Essential to the creation of a safe space is the establishment of ground rules. While the Safer Space Tour had an uncensored approach with an expectation of open dialogue in the case of a trigger — many safe spaces ban individuals or speech that may trigger others to feel unsafe.

 

“Whether or not it’s a safe space is determined by the trigger as well as the response to the trigger,” said Dio Aldridge, another Community Coordinator at the MRC. “It should never be assumed that if you call something a safe space that you might not be triggered,” added Gomez.

 

Exclusion does comes up in safe spaces, and is often a reason why some people might disapprove of them.

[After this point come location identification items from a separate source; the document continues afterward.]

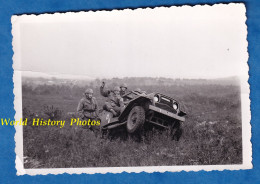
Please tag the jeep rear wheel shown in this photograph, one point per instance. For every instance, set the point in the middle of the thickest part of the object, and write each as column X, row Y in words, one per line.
column 135, row 120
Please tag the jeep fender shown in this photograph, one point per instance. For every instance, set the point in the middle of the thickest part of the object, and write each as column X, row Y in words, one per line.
column 141, row 101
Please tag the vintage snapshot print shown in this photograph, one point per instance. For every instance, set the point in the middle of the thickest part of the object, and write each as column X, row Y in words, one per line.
column 153, row 90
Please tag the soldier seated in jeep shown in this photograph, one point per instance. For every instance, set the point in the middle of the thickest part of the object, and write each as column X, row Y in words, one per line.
column 115, row 103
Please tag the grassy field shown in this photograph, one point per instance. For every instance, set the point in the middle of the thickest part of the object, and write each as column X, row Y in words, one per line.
column 212, row 132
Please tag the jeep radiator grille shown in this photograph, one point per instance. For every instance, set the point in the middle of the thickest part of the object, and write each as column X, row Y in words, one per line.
column 165, row 107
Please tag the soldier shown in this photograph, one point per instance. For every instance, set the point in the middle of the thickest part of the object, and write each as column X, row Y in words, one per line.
column 88, row 108
column 115, row 102
column 105, row 92
column 138, row 90
column 123, row 89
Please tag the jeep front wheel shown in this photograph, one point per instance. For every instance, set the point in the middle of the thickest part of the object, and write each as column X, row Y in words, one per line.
column 135, row 120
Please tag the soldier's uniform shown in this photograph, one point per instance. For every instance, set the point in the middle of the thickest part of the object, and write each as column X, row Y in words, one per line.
column 105, row 92
column 114, row 103
column 88, row 108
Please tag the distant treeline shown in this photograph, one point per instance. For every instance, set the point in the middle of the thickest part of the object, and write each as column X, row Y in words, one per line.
column 131, row 81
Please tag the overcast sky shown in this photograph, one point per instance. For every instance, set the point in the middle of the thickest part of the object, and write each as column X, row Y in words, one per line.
column 182, row 42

However, there are many reasons why exclusion might be necessary.

 

“It’s a more productive place in which to have conversations,” said Schwartzman.

 

To go even further, exclusion might be necessary to keep a safe space safe.

 

“If it’s really open and welcoming then sometimes people can target it,” said Cooper, giving the example of the microaggressions that were reported last year in Afrikan Heritage House.

 

Even in safe spaces, it’s possible to feel unsafe. Civian said of her experience living in Baldwin, “I don’t feel like the idea of safety was critically engaged with quite enough to live up to the commitment of a safe space for me.”

 

Adherence to ground rules as well as continual engagement with changing ideas of safety and oppression is essential in creating effective safe spaces. Both mob mentality and approbation of triggers by a group can make an individual feel uncomfortable. Civian recalled being in a poetry safe space similar to Rhythmic Cypher in which the poet based a piece on a metaphor that identified gender categories with biological sex, a rhetoric that made her uncomfortable. She thought she could mention it in private conversation with the poet, but at the end of the piece, the audience was on its feet in applause.

 

 “I was the only one sitting,” remembered Civian. “There was this moment of unsafety that became magnified.”

 

Despite the issues that sometimes arise around safe spaces, many people find them necessary. For those who want to show their support, Gomez recommended working on building community across the boundaries of identity and culture.

 

“Showing support in ways that’s allowed… [and] going to events that you’ve never gone to — those are the best ways to support those groups,” he said.

 

And he urges patience on the part of those who are in a position to educate others about safe spaces. “Every student who does know what a safe space is or thinks they know should always be open with compassionate language or with compassion in their heart to be able to talk about it,” he said.